The Pope put his arm around Müller’s shoulder and seated his guest next to him at a long table, but close, so that they could hold hands. “Pius XII has often been accused of being a proud and detached Roman” Müller wrote afterward, “I saw nothing of that during my audience. … I told Pius of my plans to fashion a new bloc [in Germany] from strong Christians, regardless of denomination, in order to confront collectivism [i.e. Communism]. That he agreed with this idea brought me great joy.”

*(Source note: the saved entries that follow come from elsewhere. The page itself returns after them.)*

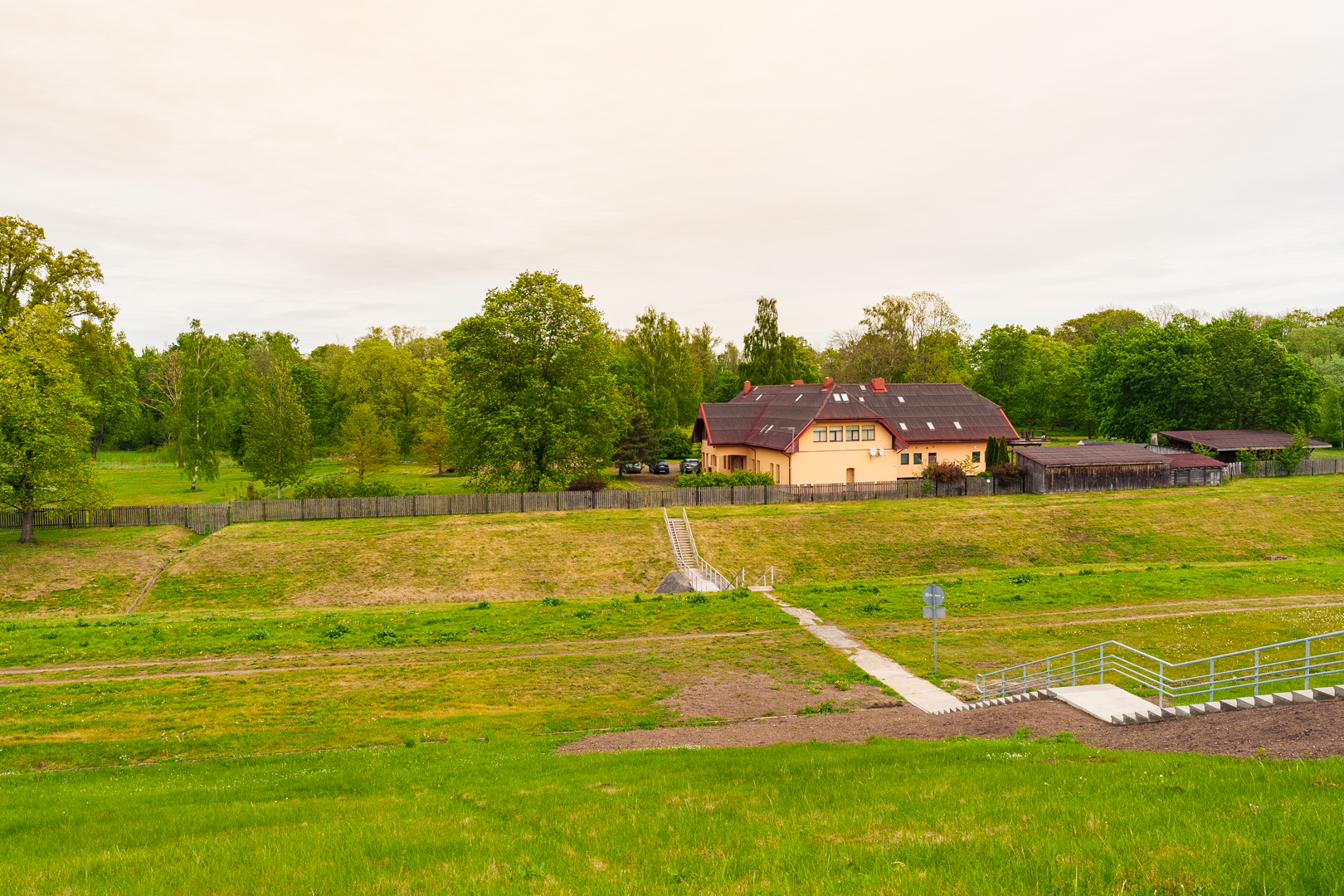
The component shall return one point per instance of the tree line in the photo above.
(538, 391)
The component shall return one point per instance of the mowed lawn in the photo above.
(505, 816)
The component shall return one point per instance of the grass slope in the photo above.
(392, 561)
(139, 477)
(609, 553)
(503, 816)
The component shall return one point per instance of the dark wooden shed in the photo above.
(1093, 468)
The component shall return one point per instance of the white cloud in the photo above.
(327, 167)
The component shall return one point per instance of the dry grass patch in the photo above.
(84, 570)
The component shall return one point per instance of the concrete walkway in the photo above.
(918, 692)
(1108, 703)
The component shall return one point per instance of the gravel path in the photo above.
(1285, 733)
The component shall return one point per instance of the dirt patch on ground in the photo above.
(1305, 730)
(761, 694)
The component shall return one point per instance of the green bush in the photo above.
(348, 486)
(739, 477)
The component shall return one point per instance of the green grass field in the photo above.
(261, 644)
(136, 479)
(504, 816)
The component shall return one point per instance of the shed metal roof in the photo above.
(1191, 460)
(1092, 455)
(1237, 440)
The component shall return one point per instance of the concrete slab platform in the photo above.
(1103, 702)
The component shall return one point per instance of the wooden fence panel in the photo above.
(684, 497)
(247, 511)
(205, 519)
(320, 509)
(979, 486)
(397, 505)
(168, 514)
(433, 505)
(576, 500)
(284, 511)
(129, 516)
(747, 494)
(357, 508)
(470, 504)
(504, 503)
(611, 500)
(541, 501)
(647, 497)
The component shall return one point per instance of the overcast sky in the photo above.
(327, 167)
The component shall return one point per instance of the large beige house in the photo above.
(812, 434)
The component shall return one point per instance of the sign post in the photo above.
(934, 610)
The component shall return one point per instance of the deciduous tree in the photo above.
(279, 436)
(537, 403)
(43, 427)
(368, 442)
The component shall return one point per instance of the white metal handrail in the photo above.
(1190, 681)
(696, 568)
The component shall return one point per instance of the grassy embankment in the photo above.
(136, 479)
(140, 477)
(973, 817)
(258, 601)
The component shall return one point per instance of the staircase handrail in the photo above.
(702, 566)
(1172, 680)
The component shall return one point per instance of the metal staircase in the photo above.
(698, 572)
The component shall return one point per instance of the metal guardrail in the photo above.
(1287, 663)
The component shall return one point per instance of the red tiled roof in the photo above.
(1191, 458)
(1237, 440)
(773, 416)
(1092, 455)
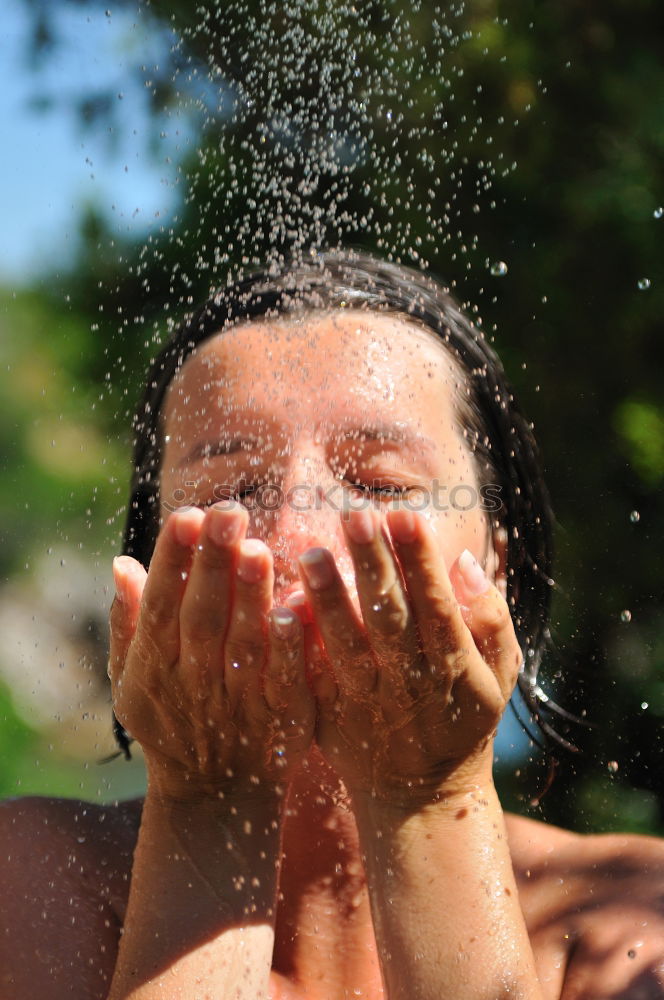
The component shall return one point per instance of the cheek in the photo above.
(458, 529)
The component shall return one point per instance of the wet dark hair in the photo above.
(498, 434)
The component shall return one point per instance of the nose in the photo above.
(307, 503)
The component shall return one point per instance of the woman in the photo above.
(348, 547)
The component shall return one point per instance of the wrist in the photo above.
(462, 782)
(183, 791)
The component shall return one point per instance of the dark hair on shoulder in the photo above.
(498, 434)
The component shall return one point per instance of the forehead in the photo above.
(344, 367)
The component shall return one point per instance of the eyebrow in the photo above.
(395, 433)
(225, 446)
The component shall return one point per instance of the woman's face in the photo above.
(298, 415)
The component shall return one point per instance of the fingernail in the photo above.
(251, 564)
(317, 568)
(187, 526)
(225, 524)
(473, 575)
(402, 525)
(283, 622)
(360, 525)
(119, 579)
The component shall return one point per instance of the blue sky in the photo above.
(49, 165)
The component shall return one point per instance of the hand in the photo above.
(205, 675)
(410, 693)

It remains to pay tribute to Riebling’s publisher. The book’s dust jacket, and the volume itself, are both completely black, save for a silvery partial sketch on the jacket of a sinister looking figure in an over-sized miter, his right hand raised in blessing. It is impossible to overlook this visual reminder of the long flourishing Black Legend which Riebling so successfully demolishes in these riveting pages.

Church of Spies: The Pope’s Secret War Against Hitler
by Mark Riebling
Basic Books, New York, 2015
375 pages, $29.99.
About the Author
Fr. John Jay Hughes

Fr. John Jay Hughes is a St. Louis priest and Church historian with a special interest in the Church’s confrontation with Hitler. His most recent book is the memoir: No Ordinary Fool: a Testimony to Grace.